|"We are built to make mistakes, coded for error."|
- Dr Lewis Thomas.
While it is true all doctors make mistakes, it is equally true that most of us refuse to discuss them. Medical mistakes have always been shrouded in a conspiracy of silence through the ages, and this was because it was important to give patients the impression that doctors were infallible . Such a strategy may have been appropriate in the past, when doctors had few effective tools in their therapeutic armamentarium, and trust in the doctor was a vital element of the healing process. This is why blind faith in the doctor was encouraged , and to keep the doctor on his pedestal, it was essential that he have an aura of infallibility around him.

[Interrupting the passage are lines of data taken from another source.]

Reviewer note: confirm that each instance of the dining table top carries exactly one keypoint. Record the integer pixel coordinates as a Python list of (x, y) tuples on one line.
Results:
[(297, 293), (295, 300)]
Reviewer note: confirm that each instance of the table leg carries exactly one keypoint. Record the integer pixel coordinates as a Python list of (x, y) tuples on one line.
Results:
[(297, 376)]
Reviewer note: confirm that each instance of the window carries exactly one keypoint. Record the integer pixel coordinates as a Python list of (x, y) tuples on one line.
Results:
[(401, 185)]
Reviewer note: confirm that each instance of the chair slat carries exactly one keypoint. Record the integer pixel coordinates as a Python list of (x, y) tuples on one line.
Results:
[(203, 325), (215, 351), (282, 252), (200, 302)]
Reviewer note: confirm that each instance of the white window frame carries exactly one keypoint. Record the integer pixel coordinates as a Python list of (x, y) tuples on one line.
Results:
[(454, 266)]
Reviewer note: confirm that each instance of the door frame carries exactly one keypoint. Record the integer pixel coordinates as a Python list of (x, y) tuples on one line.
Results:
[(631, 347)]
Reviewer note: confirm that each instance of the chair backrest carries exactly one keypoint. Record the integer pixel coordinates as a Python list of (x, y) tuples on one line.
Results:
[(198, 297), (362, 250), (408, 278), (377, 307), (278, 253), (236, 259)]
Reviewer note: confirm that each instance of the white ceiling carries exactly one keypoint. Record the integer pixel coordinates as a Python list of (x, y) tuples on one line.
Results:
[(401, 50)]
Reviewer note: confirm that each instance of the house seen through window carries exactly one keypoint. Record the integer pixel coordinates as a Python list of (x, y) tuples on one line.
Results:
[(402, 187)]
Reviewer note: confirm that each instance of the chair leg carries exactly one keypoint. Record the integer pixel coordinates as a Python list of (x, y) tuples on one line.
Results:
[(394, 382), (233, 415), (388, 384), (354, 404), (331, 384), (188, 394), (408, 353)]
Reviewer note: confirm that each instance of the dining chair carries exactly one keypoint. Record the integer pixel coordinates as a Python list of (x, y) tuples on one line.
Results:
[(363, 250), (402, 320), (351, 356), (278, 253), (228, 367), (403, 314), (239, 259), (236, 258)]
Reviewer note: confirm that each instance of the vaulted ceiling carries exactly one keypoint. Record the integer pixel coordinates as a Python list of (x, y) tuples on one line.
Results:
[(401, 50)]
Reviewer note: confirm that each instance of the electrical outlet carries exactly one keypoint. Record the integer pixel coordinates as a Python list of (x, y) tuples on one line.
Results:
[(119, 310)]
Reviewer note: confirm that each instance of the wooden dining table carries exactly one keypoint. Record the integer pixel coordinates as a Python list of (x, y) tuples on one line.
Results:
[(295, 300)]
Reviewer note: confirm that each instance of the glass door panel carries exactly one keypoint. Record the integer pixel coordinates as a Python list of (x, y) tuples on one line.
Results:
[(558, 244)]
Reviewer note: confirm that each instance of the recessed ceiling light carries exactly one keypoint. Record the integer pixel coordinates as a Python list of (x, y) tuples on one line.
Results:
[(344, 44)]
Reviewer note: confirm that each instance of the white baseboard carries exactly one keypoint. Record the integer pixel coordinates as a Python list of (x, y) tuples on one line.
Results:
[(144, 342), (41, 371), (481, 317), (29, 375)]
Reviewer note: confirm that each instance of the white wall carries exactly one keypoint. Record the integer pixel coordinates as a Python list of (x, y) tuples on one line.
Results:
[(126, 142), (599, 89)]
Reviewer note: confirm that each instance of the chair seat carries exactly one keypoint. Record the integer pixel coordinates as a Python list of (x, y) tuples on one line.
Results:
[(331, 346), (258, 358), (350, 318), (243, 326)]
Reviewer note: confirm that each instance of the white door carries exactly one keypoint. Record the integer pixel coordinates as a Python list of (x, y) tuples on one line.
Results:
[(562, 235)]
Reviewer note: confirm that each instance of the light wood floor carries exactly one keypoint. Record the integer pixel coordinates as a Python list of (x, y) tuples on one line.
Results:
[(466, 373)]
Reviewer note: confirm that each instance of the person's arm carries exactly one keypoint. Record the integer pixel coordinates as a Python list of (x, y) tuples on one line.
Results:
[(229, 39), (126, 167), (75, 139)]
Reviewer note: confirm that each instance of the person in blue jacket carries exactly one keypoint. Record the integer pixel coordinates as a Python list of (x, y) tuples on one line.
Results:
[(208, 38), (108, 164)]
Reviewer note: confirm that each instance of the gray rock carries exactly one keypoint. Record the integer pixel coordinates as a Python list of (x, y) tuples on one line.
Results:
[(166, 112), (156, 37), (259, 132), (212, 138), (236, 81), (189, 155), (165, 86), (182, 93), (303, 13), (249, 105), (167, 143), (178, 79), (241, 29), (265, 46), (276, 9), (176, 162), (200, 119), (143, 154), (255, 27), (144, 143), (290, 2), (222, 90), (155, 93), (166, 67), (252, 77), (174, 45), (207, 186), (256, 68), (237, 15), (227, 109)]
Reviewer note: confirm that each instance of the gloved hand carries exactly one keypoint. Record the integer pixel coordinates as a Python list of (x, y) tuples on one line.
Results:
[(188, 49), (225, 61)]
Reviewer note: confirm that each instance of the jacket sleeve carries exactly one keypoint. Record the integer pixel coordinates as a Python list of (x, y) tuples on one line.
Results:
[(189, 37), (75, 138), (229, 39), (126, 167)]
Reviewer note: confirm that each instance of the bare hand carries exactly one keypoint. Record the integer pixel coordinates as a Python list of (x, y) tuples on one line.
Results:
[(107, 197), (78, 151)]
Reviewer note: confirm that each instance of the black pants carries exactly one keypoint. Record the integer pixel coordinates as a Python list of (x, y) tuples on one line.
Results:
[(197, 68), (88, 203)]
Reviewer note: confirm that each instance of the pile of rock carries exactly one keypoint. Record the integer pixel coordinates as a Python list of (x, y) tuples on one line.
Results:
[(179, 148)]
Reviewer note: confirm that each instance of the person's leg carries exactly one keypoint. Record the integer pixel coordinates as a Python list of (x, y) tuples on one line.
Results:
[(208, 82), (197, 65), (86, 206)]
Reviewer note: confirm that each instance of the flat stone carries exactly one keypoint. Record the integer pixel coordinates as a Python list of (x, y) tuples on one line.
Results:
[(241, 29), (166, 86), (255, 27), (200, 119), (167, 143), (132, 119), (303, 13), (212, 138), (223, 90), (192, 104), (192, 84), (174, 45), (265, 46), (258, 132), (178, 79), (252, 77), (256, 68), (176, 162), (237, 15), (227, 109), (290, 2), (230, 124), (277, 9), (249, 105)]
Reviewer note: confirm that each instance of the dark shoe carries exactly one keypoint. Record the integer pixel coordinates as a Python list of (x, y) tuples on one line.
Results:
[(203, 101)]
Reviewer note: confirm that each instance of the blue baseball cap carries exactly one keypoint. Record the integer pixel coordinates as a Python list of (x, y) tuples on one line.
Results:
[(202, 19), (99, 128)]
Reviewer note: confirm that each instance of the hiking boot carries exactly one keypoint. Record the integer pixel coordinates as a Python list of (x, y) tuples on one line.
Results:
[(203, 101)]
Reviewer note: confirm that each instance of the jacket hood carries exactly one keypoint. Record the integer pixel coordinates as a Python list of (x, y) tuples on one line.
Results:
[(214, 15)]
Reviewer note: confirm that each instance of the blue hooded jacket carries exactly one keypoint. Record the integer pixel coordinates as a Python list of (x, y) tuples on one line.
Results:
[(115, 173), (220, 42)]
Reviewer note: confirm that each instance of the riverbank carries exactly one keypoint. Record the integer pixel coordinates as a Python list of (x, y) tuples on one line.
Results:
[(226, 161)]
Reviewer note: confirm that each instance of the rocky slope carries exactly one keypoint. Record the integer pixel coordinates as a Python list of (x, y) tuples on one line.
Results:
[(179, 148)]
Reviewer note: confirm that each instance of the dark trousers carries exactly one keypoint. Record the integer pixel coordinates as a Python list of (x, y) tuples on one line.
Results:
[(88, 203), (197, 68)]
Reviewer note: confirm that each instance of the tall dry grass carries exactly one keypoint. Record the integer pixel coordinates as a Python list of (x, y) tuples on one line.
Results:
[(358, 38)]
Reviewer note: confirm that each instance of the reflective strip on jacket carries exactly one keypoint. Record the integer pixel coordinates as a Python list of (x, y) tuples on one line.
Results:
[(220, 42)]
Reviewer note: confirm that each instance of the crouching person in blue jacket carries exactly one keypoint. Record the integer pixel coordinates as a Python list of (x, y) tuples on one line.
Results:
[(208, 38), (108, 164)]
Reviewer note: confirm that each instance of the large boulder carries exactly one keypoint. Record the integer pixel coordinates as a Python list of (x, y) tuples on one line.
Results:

Given the prevalence of errors in our work, and that one of our first principles is "first do no harm," it is strange that we talk so little about this problem. Perhaps it is because we view most errors as human errors and attribute them to laziness, inattention, or incompetence As a result, when we do talk about errors, we seek to place blame, because deep down we believe that individual diligence should prevent errors, and so the very existence of error damages our professional self-image.
We must realize that all of us pay a heavy price for trying to cover up medical mistakes.
Since we often prefer ignoring, overlooking or covering up our mistakes, we fail to acknowledge them, so we never learn from them – and many experienced doctors end up repeatedly making the same mistakes through their lifetime. Also, since we don’t discuss our mistakes, we deprive other doctors of the chance to learn from them We know that we can learn a lot from mistakes – often knowing what not to do is more valuable than knowing what to do !
The human cost of medical errors is high. Not only do our patients pay the price of our mistakes ( complications, iatrogenic injury and even death); so do we when we don’t talk about our mistakes. Hiding mistakes means we end up carrying a burden of guilt and shame – which can become overpowering with time, especially when compounded by the fact that we often need to lie to hide and cover up our mistakes.
All of us know what it feels like to make a bad mistake. You feel exposed – and scared in case anyone else has noticed your goof-up. You agonise about what to do, whether to tell anyone, and what to say. Later, the event replays itself over and over in your mind. You question your competence , but fear being discovered. You know you should confess, but dread the prospect of potential punishment and of the patients anger.
Making a mistake can be forgiven – but not taking action to prevent it again is unforgivable, which is why we need to be open about them. Part of the problem lies with our medical training , which focuses only on teaching residents how to fix problems successfully. When medical students and junior doctors make mistakes, they are often scolded, ridiculed or punished, which means that we end up being terrified of making mistakes, and often try to do our best to cover them up. This attitude needs to change, and we need to realize that mistakes are an integral part of every learning experience. It is important to provide a structured environment in which these mistakes can be safely made, so patients are not harmed, and there are many ways of doing so safely ( for example, providing effective supervision by countersigning a student’s medical orders; and using animal models to teach surgical skills).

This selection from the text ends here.